Alexandre Dumas, surnommé “Monsieur de l’Humanité”, se distingue encore en arrachant à la guillotine, à Bourg-Saint-Maurice, des malheureux qui refusaient de décrocher les cloches de leur église et, plus tard, en démissionnant de son poste de commandant de l’armée de l’Ouest pour dénoncer les crimes commis contre les Vendéens. En 1795, c’est lui que la Convention appelle à la rescousse. Ah ! Si l’essieu de sa guimbarde n’avait pas cédé à Gonesse… En 1797, en Italie, le “diable noir” continue à se couvrir de gloire, notamment au pont de Brixen, où, seul contre cent, il retient la charge des cavaliers autrichiens . Mais l'”Horatius Cocles du Tyrol”, devenu commandant de la cavalerie d’Egypte, est écoeuré par la répression de la révolte du Caire. Il obtient d’être rapatrié en 1799, après avoir remis à Bonaparte un trésor qu’il avait trouvé par hasard, avec ce mot : “Si je suis tué ou si je meurs ici de tristesse, souvenez-vous que je suis pauvre et que je laisse en France une femme et un enfant !” (la soeur aînée de l’écrivain). Prisonnier à Tarente à la suite d’une tempête et victime des sévices du roi de Naples, le général Dumas ne revient qu’en 1801. Bien qu’affaibli, il trouve encore la force de conduire aux Invalides une cohorte de soldats blessés. Mais Napoléon rétablit l’esclavage. Les “nègres et autres gens de couleur” sont chassés de l’armée et assignés à résidence. Pas d’exception pour le général. On ne lui paiera même pas son arriéré de solde. Faute de pouvoir combattre à Austerlitz avec ses trois anciens compagnons, d’honorables généraux qui, eux, ont eu la chance d’être décorés de la Légion d’honneur, il meurt de chagrin après un ultime galop. La dernière délicatesse du général est pour son fils, âgé de 4 ans. Malgré son envie de l’embrasser une dernière fois, il refuse qu’on réveille le petit Alexandre. L’orphelin, privé de bourse pour aller au collège, fera de son père le héros très discret de quelque 800 romans d’aventures et de vengeance. Car d’Artagnan, Dantès et tous les autres, c’est lui.
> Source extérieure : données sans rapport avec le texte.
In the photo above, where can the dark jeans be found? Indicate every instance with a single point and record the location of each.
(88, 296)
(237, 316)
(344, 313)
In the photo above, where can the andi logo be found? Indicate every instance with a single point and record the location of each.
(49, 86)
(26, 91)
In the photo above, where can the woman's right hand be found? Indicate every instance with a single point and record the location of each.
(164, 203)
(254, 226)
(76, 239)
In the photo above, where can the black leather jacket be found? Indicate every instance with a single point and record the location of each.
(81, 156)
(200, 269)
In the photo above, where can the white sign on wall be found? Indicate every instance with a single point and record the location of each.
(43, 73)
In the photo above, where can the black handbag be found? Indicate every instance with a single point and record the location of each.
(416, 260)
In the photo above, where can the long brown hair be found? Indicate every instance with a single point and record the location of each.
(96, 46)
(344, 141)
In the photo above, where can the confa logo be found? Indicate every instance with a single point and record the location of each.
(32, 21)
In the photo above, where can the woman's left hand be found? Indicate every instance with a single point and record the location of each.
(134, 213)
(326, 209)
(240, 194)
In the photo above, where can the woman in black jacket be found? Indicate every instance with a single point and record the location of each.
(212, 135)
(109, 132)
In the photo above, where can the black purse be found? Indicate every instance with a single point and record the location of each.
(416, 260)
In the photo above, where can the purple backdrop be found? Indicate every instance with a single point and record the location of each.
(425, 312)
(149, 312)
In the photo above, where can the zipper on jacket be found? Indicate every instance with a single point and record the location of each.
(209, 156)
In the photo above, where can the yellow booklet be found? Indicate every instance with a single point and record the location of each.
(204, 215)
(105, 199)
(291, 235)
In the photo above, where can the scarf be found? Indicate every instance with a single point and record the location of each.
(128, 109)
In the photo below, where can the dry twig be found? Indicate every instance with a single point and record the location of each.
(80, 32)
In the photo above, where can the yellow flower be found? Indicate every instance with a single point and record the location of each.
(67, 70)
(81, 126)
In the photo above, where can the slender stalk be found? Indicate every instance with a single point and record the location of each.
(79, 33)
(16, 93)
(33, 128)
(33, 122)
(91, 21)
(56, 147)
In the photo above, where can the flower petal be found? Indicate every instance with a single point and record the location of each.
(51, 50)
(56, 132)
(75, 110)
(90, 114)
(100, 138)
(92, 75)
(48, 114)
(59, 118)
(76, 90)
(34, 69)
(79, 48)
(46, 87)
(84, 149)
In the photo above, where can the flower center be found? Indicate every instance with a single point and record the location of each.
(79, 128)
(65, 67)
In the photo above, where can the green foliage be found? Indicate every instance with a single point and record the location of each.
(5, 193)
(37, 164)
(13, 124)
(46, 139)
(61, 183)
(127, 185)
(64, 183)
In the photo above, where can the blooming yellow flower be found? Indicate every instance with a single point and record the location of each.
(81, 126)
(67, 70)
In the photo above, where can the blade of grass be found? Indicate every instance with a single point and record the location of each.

Dès l’arrivée du futur général à Villers-Cotterêts, le 15 août 1789, une idylle s’était nouée avec une fille du pays à l’endroit même où, deux cent cinquante ans plus tôt, François I er avait donné ses lettres de noblesse à la langue française. Maintenant, les amoureux de Villers-Cotterêts reposent côte à côte, sans distinction de couleur. Leur réussite à tous deux : l’écrivain français le plus lu dans le monde. Curieusement, au moment où l’on ne cesse de parler de mémoire de l’esclavage et d’intégration, voici le général Dumas, déjà privé de récompenses de son vivant, interdit de bicentenaire officiel. Peu importe. Non seulement le “fils de la négresse” est le plus grand des Dumas, mais – mordious ! – cet Haïtien-là est aussi l’un des plus grands Français.


Claude Ribbe est membre de la Commission nationale consultative des droits de l’homme et auteur d’une biographie du général Dumas, Alexandre Dumas, le dragon de la reine (Le Rocher, 2002).